In another study the skin sensitisation potential of D,L-alpha-tocopherol was investigated in the Open Epicutaneous Test (OET), which was carried out in the albino Guinea pig (OECD guideline 406, non-GLP; Csato, 1997).

During the induction phase of sensitisation the test article was applied epicutaneously onto the skin of the test animals 5 days a week for 4 consecutive weeks; 6 animals per treatment group were treated on the right flank with the test article at the concentrations of 50%, 30%, 10% and 3% in ethanol, respectively. Treatment sites were left open between the subsequent applications. The control group was treated similarly with the vehicle, ethanol only. To assess the sensitization responses, 4 weeks after beginning of the induction treatment a challenge application has been carried out. The animals (test and control) have been exposed on the left flank, by open epicutaneous way, to progressive dilutions of D,L-alpha-tocopherol in ethanol. Two weeks later a second challenge was done similarly with further dilutions of the test article. The cutaneous reactions, such as erythema and oedema formation were evaluated daily at each individual treatment site during the induction period. Challenge reactions were assessed at 24 and 48 hours after application. The test article induced slight to strong irritant skin reactions in the experimental animals after repeated application during the induction treatment.

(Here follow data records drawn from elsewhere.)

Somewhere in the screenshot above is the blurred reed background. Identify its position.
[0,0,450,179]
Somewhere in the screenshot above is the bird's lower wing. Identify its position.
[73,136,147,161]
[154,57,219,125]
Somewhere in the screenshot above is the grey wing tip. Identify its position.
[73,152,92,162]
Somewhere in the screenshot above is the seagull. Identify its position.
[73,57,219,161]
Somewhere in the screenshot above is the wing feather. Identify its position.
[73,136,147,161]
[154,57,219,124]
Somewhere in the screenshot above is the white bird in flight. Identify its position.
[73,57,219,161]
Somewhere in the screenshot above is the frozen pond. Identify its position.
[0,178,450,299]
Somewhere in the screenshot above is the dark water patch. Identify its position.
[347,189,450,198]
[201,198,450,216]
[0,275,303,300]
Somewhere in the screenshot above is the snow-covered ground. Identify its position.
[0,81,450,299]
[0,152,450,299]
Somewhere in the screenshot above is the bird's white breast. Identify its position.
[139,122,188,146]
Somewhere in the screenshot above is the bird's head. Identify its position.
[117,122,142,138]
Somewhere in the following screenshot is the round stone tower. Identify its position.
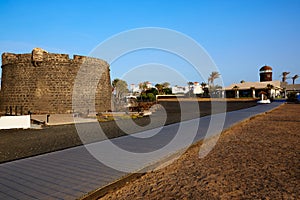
[259,65,272,82]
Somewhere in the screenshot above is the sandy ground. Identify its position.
[0,101,256,163]
[101,104,300,200]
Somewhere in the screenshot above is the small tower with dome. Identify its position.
[259,65,272,82]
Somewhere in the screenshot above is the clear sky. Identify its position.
[0,0,300,86]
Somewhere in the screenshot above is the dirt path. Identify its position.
[0,101,256,163]
[101,104,300,200]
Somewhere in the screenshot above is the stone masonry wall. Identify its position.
[0,49,111,113]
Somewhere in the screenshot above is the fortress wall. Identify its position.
[0,48,111,113]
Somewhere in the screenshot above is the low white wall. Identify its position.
[0,115,30,129]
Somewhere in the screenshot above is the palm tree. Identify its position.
[155,83,163,94]
[282,72,290,82]
[188,82,194,97]
[208,71,221,85]
[292,74,299,85]
[232,85,240,98]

In the majority of the test animals sensitisation responses were detected at the challenge application sites exposed to the test article in the concentration of 3 % or higher. However, when applying D,L-alpha-tocopherol at the concentration of 1 % or lower, no skin sensitisation responses as such were observed during the experiment.

Considering the above experimental data, it can be concluded that topically applied D,L-alpha-tocopherol revealed a skin sensitizing potential at higher concentrations (> 3%) in Guinea pigs and in the mouse LLNA. However, cutaneous exposure to D,L-alpha-tocopherol at lower (non-irritating) concentrations (< = 1 % in Guines pigs and < = 3% in mice) did not result in sensitisation responses, and accordingly, is unlikely to give rise to skin sensitisation in man.

Migrated from Short description of key information:
D,L-alpha-tocopherol is considered a weak to moderate skin sensitiser in animal models as tested in a Guinea pig maximisation test, according to OECD guideline 406 and a Local Lymph Node Assay according to OECD guideline 429.

Justification for selection of skin sensitisation endpoint:
GLP compliant and guideline conforming study

Respiratory sensitisation

Endpoint conclusion
Endpoint conclusion:
no study available

Justification for classification or non-classification

Based on the available data, the test substance needs to be classified as a sensitiser Cat 1B according to the EU Regulation on Classification, Labelling and Packaging of Substances and Mixtures (CLP) (EC) No. 1272/2008.